Budgetary Outcomes Under Alternative Assumptions About Fiscal Policy
In this report, CBO provides information about how its most recent budget projections would change under alternative assumptions about future fiscal policies and estimates the possible budgetary outcomes.
CBO regularly publishes baseline budget projections that show how federal spending, revenues, and deficits would look if current laws governing spending and taxes generally remained unchanged. Those projections are not intended to be a forecast of budgetary outcomes; rather, they are meant to provide a benchmark that policymakers can use to assess the potential effects of policy decisions.
To provide additional information about possible budgetary outcomes, CBO has estimated how its most recent budget projections would change under alternative assumptions about future fiscal policies, as follows:
Discretionary Spending. In CBO’s baseline projections, discretionary outlays average 6.3 percent of gross domestic product (GDP) from 2019 through 2021, before falling to 5.6 percent of GDP by 2029, which would be the lowest percentage recorded since the inception of the modern Congressional budget process. As one alternative policy, CBO projected what discretionary spending would be if it remained at about 6.3 percent of GDP through 2029. As a second alternative path for discretionary spending, CBO also estimated the budgetary effects of freezing all discretionary appropriations at the 2019 amounts through 2029.
Tax and Trade Promotion Policies. CBO’s projections of revenues reflect the assumption that individual income tax rates will rise in calendar year 2026, as scheduled under current law.
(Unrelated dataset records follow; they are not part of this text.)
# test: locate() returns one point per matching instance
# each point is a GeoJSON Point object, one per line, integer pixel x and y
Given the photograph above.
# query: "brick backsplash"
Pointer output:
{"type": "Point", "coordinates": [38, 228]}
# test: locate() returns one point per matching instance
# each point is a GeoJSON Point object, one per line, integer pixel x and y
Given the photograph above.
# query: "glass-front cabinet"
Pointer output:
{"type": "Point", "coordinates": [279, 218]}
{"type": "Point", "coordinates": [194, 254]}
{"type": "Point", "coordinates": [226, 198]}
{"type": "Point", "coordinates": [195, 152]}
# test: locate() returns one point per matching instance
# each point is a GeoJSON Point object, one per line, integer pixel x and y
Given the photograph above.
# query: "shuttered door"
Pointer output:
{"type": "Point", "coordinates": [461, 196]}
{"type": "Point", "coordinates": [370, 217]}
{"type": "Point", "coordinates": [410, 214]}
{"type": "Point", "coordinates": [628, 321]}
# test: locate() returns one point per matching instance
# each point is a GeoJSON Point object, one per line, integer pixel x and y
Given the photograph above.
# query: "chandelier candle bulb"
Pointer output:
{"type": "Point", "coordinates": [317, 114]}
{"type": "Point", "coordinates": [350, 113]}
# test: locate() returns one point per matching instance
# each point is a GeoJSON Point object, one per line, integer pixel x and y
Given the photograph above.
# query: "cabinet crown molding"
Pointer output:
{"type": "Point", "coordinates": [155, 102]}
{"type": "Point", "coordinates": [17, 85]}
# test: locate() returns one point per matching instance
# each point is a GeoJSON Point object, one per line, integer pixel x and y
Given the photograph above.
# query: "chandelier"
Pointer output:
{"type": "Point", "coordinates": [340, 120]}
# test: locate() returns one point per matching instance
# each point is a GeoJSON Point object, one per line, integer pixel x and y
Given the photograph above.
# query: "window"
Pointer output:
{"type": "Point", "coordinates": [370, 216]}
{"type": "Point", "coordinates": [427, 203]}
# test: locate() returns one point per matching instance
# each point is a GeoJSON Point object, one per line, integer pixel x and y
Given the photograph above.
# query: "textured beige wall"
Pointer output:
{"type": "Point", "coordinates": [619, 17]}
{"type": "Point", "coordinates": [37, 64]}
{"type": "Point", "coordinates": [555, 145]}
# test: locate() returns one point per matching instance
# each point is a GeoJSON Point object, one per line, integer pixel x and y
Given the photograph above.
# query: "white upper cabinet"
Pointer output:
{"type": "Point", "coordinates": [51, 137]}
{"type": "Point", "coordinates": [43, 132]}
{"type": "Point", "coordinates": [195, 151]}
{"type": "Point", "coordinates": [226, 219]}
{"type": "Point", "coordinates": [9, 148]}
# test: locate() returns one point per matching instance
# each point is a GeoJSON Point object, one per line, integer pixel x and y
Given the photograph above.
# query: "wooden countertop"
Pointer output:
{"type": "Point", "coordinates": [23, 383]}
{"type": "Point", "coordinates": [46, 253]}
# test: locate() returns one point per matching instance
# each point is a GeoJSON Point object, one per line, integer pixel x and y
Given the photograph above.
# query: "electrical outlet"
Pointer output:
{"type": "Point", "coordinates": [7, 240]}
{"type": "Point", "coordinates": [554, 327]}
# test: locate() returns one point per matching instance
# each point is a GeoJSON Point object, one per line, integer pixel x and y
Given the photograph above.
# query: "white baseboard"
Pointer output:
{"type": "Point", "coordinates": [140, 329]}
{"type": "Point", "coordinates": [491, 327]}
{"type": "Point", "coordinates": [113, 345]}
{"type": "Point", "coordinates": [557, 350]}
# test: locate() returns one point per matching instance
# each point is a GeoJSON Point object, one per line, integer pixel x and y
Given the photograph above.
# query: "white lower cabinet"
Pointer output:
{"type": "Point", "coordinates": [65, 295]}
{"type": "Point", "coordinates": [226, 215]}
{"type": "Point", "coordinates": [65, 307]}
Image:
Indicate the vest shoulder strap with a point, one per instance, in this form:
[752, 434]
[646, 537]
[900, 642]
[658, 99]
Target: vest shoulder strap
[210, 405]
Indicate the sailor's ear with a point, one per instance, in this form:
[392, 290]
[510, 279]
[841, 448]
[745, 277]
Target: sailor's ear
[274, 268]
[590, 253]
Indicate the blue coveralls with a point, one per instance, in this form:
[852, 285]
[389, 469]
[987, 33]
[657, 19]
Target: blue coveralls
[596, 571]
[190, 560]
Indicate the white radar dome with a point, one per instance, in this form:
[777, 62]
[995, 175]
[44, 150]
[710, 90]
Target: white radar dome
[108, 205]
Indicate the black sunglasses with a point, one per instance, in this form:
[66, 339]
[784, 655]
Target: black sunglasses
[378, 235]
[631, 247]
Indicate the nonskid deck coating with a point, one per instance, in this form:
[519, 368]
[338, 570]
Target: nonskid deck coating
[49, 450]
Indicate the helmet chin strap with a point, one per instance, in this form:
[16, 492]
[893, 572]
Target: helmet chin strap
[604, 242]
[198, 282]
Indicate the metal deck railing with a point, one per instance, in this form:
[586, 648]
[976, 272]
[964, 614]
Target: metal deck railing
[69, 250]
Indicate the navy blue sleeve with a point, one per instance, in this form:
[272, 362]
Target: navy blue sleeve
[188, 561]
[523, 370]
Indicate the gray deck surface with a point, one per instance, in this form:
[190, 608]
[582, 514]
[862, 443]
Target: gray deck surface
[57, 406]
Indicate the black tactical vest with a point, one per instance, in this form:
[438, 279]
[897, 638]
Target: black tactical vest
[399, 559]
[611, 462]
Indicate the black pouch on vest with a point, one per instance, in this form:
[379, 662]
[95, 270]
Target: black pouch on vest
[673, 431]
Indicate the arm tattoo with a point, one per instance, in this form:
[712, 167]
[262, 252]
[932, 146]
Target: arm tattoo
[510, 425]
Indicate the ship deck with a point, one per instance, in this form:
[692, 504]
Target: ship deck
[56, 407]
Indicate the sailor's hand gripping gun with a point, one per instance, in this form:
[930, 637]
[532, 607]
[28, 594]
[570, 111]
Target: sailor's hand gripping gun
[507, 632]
CBO and the staff of the Joint Committee on Taxation (JCT) have estimated the budgetary effects of instead making the rates currently in effect permanent and extending other expiring revenue provisions, including expiring trade promotion programs.
Tariffs. CBO’s projections also reflect the assumption that certain U.S. tariffs in effect on July 25, 2019, will continue permanently. CBO estimated the effects on revenues of implementing some changes that have been announced since that date—but have not yet taken effect—as well as an alternative policy of returning tariffs to their historical levels.
Using some of those assumptions, CBO developed an alternative fiscal scenario that illustrates the effects of maintaining certain major policies that are currently in place. That scenario examines the budgetary outcomes if discretionary outlays remained at about 6.3 percent of GDP from 2022 through 2029 and if revenue provisions that are currently scheduled to expire did not. There are no changes to tariffs in the alternative scenario; tariffs remain as they are in the baseline (that is, at the levels in place on July 25). If that alternative fiscal scenario became law, federal debt held by the public would reach 104 percent of GDP by 2029, versus the 95 percent projected in CBO’s baseline. The estimates for each policy alternative and the estimates for the alternative fiscal scenario do not incorporate any economic effects of changes in discretionary spending, tax policies, or trade policies relative to current law.